The Georgia Aquarium is the largest aquarium in the United States and the fifth-largest in the world. But even one of the most popular tourist attractions in the city of Atlanta has room for improvement. Chief marketing and experience officer Dan Dipiazzo was specifically looking to draw more local guests, encourage repeat visitation, and diversify patron demographics beyond elementary school groups and families. He solicited students from Denish Shah’s Social Media Intelligence class at the Robinson College of Business for help.
Split into groups, the students used social media listening platform Talkwalker to filter conversations regarding the Georgia Aquarium, analyze their sentiment and tone, and recommend operational improvements. Each team presented a comprehensive social media strategy to Dipiazzo and the aquarium’s social media staff at the end of the semester.
M.S. in Marketing student Devin Edwards found herself speaking most passionately about enticing a more diverse swath of guests. For starters, the aquarium’s marketing collateral should include images of people from a variety of ages, sexes, and ethnicities as well as a mix of couples and families versus single folks.
“Pictures of different kinds of people like a couple on a date or an older gentleman would help people realize the aquarium isn’t just for little kids,” Edwards said. “It would convey the message in a genuine way without coming across as super corporate.”
Then there are the locals who assume that after visiting the aquarium once, they have nothing new to see or experience. But the aquarium hosts special events like wellness workshops, Dragon Con Night, and after-hours parties with cocktails and live music. Edwards and her peers emphasized the importance of advertising those opportunities to Atlantans—and pointed out the aquarium’s digital channels as the ideal place to do it.
“The aquarium’s social media platforms weren’t being used as a promotional tool. They were mainly driving traffic to the ticketing page,” Edwards said. “Posts about upcoming scuba diving lessons or a new shark species would build excitement and energy, as opposed to hoping people randomly catch wind of those things.”
The students also categorized conversations conducted about the Georgia Aquarium and outlined major themes. One of them was animal cruelty. However, the Georgia Aquarium is a nonprofit dedicated to research and conservation.
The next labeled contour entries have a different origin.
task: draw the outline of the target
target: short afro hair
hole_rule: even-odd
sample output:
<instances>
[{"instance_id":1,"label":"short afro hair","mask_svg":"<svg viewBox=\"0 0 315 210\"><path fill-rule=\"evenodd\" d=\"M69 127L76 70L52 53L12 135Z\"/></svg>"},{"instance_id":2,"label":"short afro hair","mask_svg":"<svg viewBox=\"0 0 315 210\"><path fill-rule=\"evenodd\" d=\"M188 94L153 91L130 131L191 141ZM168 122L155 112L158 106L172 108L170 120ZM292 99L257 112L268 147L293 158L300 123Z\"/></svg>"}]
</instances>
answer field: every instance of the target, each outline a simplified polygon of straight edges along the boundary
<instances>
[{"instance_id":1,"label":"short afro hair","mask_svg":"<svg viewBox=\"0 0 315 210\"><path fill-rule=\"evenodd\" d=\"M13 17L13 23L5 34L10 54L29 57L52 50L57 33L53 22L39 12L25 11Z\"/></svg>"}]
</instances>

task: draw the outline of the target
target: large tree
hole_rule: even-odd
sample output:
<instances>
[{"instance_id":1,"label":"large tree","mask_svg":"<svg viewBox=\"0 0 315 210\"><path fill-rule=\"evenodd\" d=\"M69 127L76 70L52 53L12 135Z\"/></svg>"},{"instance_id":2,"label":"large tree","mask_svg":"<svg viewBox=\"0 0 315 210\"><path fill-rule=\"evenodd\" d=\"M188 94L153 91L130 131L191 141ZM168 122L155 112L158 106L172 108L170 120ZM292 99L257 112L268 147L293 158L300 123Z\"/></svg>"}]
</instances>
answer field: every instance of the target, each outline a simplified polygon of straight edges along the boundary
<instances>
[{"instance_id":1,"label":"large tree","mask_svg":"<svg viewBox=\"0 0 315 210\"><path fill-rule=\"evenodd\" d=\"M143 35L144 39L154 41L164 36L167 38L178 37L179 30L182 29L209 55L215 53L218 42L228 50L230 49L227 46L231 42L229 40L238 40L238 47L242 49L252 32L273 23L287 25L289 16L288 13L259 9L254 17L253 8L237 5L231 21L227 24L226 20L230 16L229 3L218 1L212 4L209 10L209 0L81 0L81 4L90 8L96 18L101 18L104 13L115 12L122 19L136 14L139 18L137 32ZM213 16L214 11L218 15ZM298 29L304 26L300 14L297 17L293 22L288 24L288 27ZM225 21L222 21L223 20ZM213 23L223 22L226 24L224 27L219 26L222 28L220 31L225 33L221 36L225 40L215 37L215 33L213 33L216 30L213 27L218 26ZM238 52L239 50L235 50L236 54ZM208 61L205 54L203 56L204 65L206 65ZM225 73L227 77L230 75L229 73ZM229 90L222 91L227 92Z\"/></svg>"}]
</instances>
For example, the aquarium houses the Ocean Visions - UN Decade Collaborative Center for Ocean-Climate Solutions, which designs, tests, and delivers scalable and equitable ocean-based solutions to mitigate and reverse the effects of climate change—the only center of its kind in the country. As one of only three Centers for Species Survival in the United States, the Georgia Aquarium trains other zoos and aquariums to save endangered species. Other initiatives include the restoration of the coral reef’s heavily damaged ecosystem, a partnership with the South African Foundation for the Conservation of Coastal Birds to rehabilitate the dwindling African penguin population, and the treatment of stranded sea lion pups along the coast of California. The list goes on.
“A lot of people don’t realize how much the aquarium is doing to help the environment,” Edwards said. “Those efforts should be in the spotlight.”
The students left Dipiazzo with a live social media listening dashboard so the aquarium can not only implement their recommendations but also refine the strategy moving forward.
“We received outstanding analyses and recommendations from the students,” he said. “It’s always great to hear fresh ideas and gain new perspectives.”
Edwards graduated in early August and recently accepted a position as marketing coordinator for Real Estate Business Analytics (REBA), a business intelligence and data analytics company. The project with the Georgia Aquarium prepared her for the role.
“The social listening techniques I built in class have been super helpful as I finalize the REBA’s reputation management guide, which involves developing our online voice and tone,” she said. “It’s crazy to say I get to do that!”